My business school education gave me plenty of knowledge about insurance, business law, accounting, marketing and the like, but no real practical advice on how to lead people, what does that look like? what does it feel like? So thanks to David Clarke and my own hard knocks lessons here are my 6 things I wish someone had taken the time to tell me.
1. Be focused on being the student more than being a teacher
New leaders often feel the need to prove themselves by showing how smart they are, how they always have the right answer, and feeling compelled to teach others how to do things the right way. While knowing what to do, being aware of how to do it and being able to teach are all very important, it is often just as important to let your team teach you. let them explain things in detail, make them learn something and then teach you, let them own knowing what to do, otherwise you will find you never really empower them and will often find yourself staying late doing everything yourself and being frustrated with your team.

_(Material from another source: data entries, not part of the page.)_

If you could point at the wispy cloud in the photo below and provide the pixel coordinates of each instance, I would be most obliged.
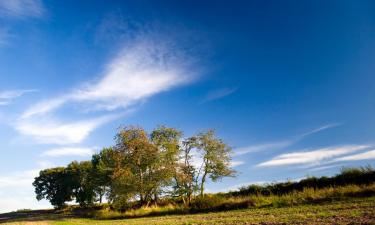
(360, 156)
(56, 132)
(21, 8)
(280, 144)
(236, 163)
(68, 151)
(217, 94)
(315, 156)
(325, 127)
(143, 68)
(262, 147)
(6, 97)
(136, 73)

2. Ask questions. Without questions you cannot get answers
Asking questions, the right questions, is often as hard to learn to do as being a student, but unless you put your ego to the side and ask good probing and challenging questions, you will miss a lot of good opportunities to allow your team to grow and the chance to learn something new or see a different perspective on things.

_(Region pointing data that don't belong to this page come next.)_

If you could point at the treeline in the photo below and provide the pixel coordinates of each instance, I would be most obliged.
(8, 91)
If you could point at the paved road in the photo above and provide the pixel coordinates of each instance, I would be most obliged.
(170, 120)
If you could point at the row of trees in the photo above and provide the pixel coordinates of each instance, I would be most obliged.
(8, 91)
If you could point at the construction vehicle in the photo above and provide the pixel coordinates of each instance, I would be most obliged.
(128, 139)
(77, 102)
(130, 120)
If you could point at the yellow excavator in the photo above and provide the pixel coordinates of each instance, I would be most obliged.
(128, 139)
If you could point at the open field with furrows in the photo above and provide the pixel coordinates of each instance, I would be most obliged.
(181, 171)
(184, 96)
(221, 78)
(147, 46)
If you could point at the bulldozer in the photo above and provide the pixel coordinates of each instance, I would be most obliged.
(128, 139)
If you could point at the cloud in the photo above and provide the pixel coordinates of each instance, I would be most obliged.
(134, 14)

3. Don’t get so busy doing, that you do not have time to think about “why” you are doing and “If” you are doing the right things
Urgency and Effort all very important to achieving results, which most leaders are ultimately measured on, but sometimes we can get so caught up on doing that we forget to make sure we are doing the right things or for the right reasons. In your zeal to accomplish, never forget to take time to stop and reflect on the “why” and “if”. Challenge your team to challenge you and themselves on this as well. Otherwise you and your team could fall into the trap of “doing it because you have always done it”, or wind up climbing up a ladder that is on the wrong wall.
4. Be curious, never stop growing
David Clarke, has built his entire success and his platform on this simple mantra, be curious. Only the curious look for and take the time to understand why something is the way it is. Only the curious take the time to see if there is a better way, are we missing opportunities, is there a better way, can we create something unique, what problems exist that most others don’t even know exist? Being curious will require you to ask more questions, learn new things, seek advice, and develop relationships… All things that will help you develop as a great leader.

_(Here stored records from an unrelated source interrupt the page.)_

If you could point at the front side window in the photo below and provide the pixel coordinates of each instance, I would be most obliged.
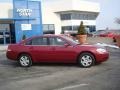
(56, 41)
(37, 41)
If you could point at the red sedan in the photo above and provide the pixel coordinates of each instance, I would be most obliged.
(55, 48)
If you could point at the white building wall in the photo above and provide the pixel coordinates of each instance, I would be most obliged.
(6, 10)
(77, 22)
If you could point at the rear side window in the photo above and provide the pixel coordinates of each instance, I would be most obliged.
(37, 41)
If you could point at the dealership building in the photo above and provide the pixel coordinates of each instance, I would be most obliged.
(30, 18)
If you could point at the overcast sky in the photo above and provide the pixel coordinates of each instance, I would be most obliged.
(110, 10)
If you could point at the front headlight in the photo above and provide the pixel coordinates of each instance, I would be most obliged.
(101, 50)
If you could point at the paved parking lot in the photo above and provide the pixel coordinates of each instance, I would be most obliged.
(105, 76)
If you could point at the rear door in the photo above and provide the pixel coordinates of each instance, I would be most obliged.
(39, 49)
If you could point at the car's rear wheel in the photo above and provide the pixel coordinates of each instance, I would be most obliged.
(86, 60)
(25, 60)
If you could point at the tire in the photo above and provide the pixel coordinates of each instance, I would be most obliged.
(25, 60)
(86, 60)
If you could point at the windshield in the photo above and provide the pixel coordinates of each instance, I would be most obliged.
(71, 40)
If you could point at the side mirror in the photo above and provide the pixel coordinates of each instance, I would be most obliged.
(66, 45)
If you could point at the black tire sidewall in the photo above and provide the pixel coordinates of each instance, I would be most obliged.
(83, 54)
(30, 60)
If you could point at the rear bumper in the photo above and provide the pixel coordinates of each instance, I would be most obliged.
(11, 55)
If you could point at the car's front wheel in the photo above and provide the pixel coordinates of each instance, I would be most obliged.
(86, 60)
(25, 60)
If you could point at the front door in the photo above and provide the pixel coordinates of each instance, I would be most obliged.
(60, 52)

5. Never assume because of how good you have been, that you will be that good in the future
This advice speaks to the heart of being humble or complacent. Some people might describe it as being cocky, that works too. when I first started out, success seemed to come easy, I thought it was because of my skills, hard work, preparation, relentlessness, etc. In other words I thought I was the reason for my success. What any leader who has been a leader long enough will find out, that while practice, learning, preparation and perseverance are all important for setting you up for success sometimes it is blind luck that you win or loose. Just ask any professional athlete who dedicates his life to his sport and loses because of a gust of wind, a bad bounce, or tripping over a clump of grass.
So never let your ego get in the way of reality and never assume you have all the right answers, always refer back to lessons 1 – 4.
6. Be grateful, don’t be blind to what is working
Natural born leaders, if there is such a thing, tend to be perfectionist, high achievers, or even hyper responsible individuals. So much so that we can often be so focused on finding and eliminating problems and weaknesses that we can tend to take for granted all the great things we and those around us are actually doing.
This is probably my biggest weakness as a leader for my own team. I think it comes from spending so much time as an athlete where coaches, or at least mine, were constantly trying to find one more second in the mile, or 3 more centimeters in the pole vault or one more meter in the javelin throw. I simply grew up thinking this was the way you helped your team. While I understand why they did this it left me with a missing and critical piece of the leadership lessons I would end up learning the hard way.
If you never take time to focus on what you are doing good, what your team and organization are doing good, you can wind up burning them out, making them feel unappreciated and decrease engagement and performance of your team. All in the name of “making them better”.
You see, these 6 lessons took me over 20 years to learn, many I am still working hard to perfect, though I do stop and give myself a break once in a while and give myself a pat on the back for having learned to be curious, ask questions, allow others to teach me, be more humble and take time to “smell the roses”.